• Profits, however may give false impressions. £1 million profit sounds good but if £100 million worth of sales then it is pretty poor (only 1% profit)
• Market share - (The quantity sold by a business / Total sales in the market)*100
• Competitiveness - The strength of a business position in the market based upon market share and profit. It reflects whether people are prepared to use the business over its rivals.
• Competitive advantage - Advantage a business has over its rivals which help to win customers. The advantages should be difficult to copy (defensible) and unique (distinctive)
• Social success - Performance of a business, taking account of social, environmental and ethical factors
• Corporate Social Responsibility (CSR) Report - Gives details of the costs of a business’s activity on society and the environment and the measures they are taking to reduce these costs
Business failure
Businesses fail when the revenue they earn from sales cannot cover the costs of production. The business gradually becomes insolvent where they do not have sufficient funds to pay expenses and therefore cannot continue to trade.
Causes of Business failure:
• Cash flow, Credit terms - Payments do not need to be made for 30 to 60 days however costs such as wages need to be paid up front
• Lack of competitiveness
• Change in demand
• Failing to get the marketing mix right
• Productivity, or Business efficiency
Productivity - Measure of output per worker or machine per period of time
Changing demand:
• Falling income
• Changing taste and preferences
• Fashions
• Advertising
• Competition
What problems does the economy face?
Changing demand - Demand refers to the amount of spending that takes place in the economy.

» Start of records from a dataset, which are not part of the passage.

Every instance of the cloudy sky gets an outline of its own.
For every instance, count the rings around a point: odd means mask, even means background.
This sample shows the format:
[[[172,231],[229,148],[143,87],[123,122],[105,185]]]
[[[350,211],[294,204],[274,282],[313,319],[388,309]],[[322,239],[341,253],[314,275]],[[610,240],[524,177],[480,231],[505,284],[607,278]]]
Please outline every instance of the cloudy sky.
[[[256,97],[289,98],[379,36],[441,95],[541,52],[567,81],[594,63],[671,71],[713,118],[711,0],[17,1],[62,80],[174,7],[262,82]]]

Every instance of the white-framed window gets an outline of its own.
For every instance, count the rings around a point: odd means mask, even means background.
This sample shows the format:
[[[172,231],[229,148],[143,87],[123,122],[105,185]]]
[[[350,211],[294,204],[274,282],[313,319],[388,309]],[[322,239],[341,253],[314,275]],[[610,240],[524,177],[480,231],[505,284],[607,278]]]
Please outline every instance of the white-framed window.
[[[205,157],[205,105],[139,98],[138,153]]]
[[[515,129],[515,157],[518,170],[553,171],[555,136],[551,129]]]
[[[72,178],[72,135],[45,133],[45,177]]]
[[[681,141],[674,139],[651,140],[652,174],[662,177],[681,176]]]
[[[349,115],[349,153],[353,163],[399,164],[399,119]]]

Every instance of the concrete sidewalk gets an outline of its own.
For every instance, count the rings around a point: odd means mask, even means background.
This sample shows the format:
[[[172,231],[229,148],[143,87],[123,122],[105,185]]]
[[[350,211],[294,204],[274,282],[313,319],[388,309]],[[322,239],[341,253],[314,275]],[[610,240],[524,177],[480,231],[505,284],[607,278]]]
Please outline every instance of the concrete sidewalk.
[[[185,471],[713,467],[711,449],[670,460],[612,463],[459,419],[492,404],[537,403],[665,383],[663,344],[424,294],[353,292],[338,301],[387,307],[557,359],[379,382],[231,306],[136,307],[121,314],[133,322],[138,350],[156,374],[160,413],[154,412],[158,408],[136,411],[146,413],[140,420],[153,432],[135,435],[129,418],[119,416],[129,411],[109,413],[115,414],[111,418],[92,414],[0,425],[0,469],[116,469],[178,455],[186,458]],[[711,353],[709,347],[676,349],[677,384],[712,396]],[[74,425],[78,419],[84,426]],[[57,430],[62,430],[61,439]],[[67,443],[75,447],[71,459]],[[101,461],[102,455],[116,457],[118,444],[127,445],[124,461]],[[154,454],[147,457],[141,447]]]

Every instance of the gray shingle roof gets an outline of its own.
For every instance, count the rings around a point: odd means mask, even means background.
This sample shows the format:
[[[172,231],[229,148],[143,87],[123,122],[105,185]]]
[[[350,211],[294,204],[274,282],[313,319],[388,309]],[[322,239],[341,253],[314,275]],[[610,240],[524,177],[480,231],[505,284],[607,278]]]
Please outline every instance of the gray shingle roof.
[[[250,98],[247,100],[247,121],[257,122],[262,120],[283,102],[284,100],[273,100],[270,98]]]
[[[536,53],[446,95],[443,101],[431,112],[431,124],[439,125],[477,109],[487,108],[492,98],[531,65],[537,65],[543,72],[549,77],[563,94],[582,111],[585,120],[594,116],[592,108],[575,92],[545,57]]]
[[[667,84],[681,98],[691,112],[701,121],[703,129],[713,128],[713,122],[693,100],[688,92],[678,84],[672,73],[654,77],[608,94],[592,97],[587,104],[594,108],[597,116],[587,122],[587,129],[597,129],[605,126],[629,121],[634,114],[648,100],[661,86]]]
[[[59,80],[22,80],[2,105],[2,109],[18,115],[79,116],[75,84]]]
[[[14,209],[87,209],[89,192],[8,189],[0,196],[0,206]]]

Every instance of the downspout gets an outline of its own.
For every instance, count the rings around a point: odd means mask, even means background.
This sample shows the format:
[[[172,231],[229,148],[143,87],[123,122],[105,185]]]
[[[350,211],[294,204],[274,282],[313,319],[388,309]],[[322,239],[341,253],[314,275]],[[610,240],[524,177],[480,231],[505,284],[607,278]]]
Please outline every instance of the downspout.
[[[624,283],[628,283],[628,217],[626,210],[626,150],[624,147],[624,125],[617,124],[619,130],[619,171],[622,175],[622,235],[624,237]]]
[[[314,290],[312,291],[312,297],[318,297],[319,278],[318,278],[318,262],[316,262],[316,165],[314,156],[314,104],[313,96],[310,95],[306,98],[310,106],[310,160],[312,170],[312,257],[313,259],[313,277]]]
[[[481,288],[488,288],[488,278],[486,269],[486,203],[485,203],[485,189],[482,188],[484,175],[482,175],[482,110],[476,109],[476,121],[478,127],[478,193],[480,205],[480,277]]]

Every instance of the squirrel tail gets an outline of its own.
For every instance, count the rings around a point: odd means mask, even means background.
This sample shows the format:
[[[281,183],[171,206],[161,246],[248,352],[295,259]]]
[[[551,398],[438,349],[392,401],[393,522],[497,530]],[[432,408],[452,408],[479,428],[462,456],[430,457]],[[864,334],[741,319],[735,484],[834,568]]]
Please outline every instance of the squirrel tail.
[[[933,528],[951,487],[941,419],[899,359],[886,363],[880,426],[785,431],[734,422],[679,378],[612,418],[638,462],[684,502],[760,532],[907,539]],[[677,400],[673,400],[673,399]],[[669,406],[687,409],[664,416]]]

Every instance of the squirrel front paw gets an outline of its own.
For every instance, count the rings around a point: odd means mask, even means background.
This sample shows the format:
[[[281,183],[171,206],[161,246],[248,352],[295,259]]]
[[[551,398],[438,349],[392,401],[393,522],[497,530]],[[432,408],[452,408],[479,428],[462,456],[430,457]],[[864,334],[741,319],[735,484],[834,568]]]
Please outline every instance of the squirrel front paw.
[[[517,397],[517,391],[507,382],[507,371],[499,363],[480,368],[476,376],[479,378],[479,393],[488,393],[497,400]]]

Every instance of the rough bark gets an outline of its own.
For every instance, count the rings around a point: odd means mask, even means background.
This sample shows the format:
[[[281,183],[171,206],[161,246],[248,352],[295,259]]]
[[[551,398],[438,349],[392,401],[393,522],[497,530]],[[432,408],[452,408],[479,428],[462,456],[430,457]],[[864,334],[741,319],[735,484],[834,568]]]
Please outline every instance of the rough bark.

The level of demand in the economy may change due to:
• The level of economic activity (depends on buying and selling that takes place in an economy)
• Interest rates
• Consumer confidence
• Demand from foreign customers
Interest rates - High interest rates = cost of borrowing is high. This may put off those thinking of taking out a loan, which is important for expensive items such as cars. Households with a mortgage are also affected.
Families may have more or less disposable income which may affect how much they spend.
Consumer confidence - The measure of how prepared consumers are to spend money. If unemployment was rising then people would have less consumer confidence as they would believe their job is under threat.
When the economy is doing well, people may be prepared to spend money on items regarded as luxuries such as new cars.
Inflation - Measures the change in the average level of prices in an economy. Measured using CPI (Consumer Price Index) which compares the price of a typical basket of goods in one time to another time period.
Inflation may be caused by:
• Rise in costs of production being passed on to the consumer at higher prices. Due to;
o Rising raw material prices
o Higher wage costs
o Increase in the process paid for imported goods
• A rise in the level of demand in the economy- especially when supply is unable to keep up
o Rising wages
o Increased customer confidence
External shock: An unanticipated change in demand or inflation caused by factors beyond the control of the country e.g. Increase in oil prices
Internal shock: An unanticipated change in demand or inflation caused by factors within the country. For example a drought causing wheat prices to increase which would disadvantage consumers and business which use wheat.
Unemployment can be measured using:
• Claimant Count (monthly count of those claiming unemployment benefits)
• Labour Force Survey (measure based on a monthly survey to identify who is seeking work)
Costs to an individual of unemployment:
• Lower level of income > lower standard of living
• Loss of self-esteem
• Losing skills
• Family break-up
Costs to society of unemployment:
• Less Tax revenue to the government
• Cost to government for benefits
• Crime
• Impact on other businesses
Exchange rates
Changes due to supply and demand. If Britain increased their rate of interest, the demand for pounds would increase as foreign investors would convert their currency to pounds to save in the UK banks which now have had higher interest rates. The increase in demand would mean the exchange rate of the pound increases.